Pic draws raves from critics, 10-minute standing ovation
VENICE — Paramount Classics has broken the acquisitions drought at this year’s Venice Intl. Film Festival by sealing a multiterritory deal including North America for French director Patrice Leconte’s critically acclaimed comedy-drama “The Man on the Train.”
Par beat two major U.S. distribs that have been circling the film since it premiered in the main Venice competition Tuesday. It closed a deal Thursday that covers the U.S. and English-speaking Canada, Latin America, Australia, New Zealand and South Africa.
“This is our second time working with Patrice, so we’re very excited,” said Ruth Vitale, co-president of Paramount Classics. “We had a wonderful experience doing ‘Girl on the Bridge,’ so we’re really looking forward to working together again.”
The film concerns a talkative retired schoolteacher and a taciturn bank robber who dream of swapping lives. It stars veteran thesp Jean Rochefort in his seventh role for Leconte and legendary French rock singer Johnny Hallyday. Philippe Carcassonne produced with Carl Clifton as U.K. co-producer.
“We’re also thrilled to be in business with Philippe, who’s an amazingly experienced producer and a delight to work with,” added Vitale, who is eyeing an early 2003 U.S. release date.
‘Train’ heads to Toronto
Due for its North American premiere in a Toronto fest gala slot Sept. 12, “The Man on the Train” is one of the most unanimously embraced entries in the Venice competition to date and among the frontrunners for award consideration.

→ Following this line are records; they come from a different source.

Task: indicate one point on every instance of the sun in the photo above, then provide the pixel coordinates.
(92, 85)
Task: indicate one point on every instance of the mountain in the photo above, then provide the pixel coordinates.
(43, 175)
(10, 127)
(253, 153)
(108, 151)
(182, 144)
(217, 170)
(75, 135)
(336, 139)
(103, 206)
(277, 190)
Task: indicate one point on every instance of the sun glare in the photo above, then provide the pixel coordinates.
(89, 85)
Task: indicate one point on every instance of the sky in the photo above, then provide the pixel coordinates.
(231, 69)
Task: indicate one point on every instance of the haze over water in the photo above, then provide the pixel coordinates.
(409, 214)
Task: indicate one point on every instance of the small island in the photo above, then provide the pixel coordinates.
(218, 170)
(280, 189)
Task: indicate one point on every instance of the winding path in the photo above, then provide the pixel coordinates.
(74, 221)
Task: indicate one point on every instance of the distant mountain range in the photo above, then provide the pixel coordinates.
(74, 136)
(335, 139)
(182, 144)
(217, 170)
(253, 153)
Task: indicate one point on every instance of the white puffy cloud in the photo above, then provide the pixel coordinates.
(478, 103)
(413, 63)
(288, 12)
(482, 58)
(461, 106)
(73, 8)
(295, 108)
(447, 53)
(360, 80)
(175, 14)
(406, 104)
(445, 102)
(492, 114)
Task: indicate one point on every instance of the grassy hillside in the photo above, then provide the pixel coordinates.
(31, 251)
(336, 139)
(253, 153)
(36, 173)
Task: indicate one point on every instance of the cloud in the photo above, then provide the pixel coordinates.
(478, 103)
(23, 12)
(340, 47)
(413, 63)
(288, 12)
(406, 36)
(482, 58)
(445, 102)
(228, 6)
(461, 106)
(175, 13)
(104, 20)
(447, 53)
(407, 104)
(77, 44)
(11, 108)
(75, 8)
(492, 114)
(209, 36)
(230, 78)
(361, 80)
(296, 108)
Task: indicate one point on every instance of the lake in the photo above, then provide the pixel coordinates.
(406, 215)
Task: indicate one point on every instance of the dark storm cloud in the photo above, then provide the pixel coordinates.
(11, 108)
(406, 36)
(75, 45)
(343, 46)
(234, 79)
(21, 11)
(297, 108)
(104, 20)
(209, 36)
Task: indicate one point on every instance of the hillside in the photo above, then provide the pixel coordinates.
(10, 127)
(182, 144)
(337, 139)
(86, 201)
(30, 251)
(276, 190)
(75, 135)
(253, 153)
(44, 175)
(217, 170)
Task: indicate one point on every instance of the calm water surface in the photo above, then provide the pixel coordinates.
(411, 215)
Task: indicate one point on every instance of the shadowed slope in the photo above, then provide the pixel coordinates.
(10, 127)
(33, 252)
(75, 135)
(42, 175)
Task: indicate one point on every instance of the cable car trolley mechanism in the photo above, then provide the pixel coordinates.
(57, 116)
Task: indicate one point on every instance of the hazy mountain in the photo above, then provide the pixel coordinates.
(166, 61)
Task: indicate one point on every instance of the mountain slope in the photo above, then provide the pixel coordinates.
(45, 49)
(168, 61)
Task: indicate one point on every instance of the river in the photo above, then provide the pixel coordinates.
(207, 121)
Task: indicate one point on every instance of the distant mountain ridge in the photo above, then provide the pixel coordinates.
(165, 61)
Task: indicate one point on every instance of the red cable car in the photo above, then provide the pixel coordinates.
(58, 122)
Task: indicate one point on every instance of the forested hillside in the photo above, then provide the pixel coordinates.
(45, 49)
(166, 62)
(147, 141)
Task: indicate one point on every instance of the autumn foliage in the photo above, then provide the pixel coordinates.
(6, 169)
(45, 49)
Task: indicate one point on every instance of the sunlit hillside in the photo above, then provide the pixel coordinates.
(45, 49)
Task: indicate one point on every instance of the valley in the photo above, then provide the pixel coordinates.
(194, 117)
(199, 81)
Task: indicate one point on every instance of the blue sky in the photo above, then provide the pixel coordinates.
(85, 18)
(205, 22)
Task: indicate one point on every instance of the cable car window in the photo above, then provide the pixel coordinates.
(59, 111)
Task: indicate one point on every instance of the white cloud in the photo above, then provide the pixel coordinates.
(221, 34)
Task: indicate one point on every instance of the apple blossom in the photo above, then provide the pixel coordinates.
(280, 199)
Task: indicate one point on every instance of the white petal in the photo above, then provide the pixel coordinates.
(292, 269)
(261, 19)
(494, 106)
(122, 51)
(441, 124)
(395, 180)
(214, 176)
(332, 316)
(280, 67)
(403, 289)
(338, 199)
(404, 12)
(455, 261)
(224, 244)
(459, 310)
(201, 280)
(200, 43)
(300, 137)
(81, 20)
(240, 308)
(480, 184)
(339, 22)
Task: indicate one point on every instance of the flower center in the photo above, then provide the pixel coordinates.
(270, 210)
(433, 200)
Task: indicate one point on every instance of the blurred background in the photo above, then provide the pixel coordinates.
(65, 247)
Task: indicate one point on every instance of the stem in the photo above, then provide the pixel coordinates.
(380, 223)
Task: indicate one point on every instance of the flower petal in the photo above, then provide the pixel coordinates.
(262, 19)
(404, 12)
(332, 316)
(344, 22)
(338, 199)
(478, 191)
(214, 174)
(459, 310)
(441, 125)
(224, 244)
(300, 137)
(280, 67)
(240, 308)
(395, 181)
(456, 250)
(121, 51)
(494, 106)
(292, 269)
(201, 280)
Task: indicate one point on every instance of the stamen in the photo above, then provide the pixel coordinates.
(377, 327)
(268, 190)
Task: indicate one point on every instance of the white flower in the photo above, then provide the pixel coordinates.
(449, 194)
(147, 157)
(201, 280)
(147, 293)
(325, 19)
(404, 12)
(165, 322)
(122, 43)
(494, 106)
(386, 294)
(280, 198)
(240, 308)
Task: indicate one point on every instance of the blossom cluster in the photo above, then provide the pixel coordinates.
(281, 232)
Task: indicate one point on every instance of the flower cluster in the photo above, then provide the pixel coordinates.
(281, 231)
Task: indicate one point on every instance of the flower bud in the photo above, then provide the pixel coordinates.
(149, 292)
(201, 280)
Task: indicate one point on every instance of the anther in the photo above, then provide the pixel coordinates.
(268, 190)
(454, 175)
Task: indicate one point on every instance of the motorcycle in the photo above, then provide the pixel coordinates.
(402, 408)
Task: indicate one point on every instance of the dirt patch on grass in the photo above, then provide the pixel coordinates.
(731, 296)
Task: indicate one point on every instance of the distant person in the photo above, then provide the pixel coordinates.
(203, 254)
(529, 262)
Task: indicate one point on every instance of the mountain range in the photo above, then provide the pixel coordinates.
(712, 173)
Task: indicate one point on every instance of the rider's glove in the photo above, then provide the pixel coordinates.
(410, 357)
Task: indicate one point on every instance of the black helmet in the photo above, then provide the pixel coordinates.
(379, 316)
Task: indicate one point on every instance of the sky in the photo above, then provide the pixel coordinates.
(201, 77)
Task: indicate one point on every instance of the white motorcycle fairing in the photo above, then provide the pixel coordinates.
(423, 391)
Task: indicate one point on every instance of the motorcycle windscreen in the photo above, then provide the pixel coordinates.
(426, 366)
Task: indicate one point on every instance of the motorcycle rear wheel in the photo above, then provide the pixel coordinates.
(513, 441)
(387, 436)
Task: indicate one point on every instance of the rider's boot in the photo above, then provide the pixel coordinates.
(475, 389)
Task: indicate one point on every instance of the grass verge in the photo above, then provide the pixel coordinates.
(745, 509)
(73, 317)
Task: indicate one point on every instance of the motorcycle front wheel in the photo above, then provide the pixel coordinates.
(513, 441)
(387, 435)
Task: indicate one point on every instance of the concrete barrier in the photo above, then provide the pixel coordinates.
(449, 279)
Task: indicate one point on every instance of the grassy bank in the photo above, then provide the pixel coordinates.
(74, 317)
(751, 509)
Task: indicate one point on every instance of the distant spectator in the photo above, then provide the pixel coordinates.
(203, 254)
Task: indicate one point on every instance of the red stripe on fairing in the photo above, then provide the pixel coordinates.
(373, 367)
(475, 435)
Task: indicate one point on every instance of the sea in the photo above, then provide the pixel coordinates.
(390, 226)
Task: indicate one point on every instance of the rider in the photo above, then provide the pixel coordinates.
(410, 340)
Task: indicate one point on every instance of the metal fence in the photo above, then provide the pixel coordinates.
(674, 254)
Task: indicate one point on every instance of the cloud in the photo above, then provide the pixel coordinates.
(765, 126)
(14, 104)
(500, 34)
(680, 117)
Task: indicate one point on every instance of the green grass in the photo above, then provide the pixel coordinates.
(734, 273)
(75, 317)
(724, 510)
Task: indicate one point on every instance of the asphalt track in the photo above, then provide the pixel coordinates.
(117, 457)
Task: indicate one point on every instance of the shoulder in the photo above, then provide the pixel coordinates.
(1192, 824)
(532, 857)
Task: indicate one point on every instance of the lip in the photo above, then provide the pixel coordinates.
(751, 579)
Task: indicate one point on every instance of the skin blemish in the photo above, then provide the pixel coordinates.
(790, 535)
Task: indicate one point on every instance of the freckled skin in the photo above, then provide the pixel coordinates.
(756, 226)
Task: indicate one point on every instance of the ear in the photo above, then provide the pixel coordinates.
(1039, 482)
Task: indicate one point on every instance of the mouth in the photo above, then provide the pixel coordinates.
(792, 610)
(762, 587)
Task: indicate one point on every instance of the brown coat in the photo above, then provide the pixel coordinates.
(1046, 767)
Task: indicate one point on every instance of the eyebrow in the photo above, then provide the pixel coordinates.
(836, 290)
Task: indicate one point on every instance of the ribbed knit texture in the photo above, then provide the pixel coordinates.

Leconte’s film drew a warm response from critics and a standing ovation lasting almost 10 minutes at the public screening, with the director, Rochefort and Hallyday attending.
Deal was done in Venice by Vitale and Pascal Diot, director of sales for Pathe Intl. Distribution rights also were picked up in Venice for Italy, Spain, Scandinavia and Israel. Pathe’s own distrib arms will release the film in France and the U.K.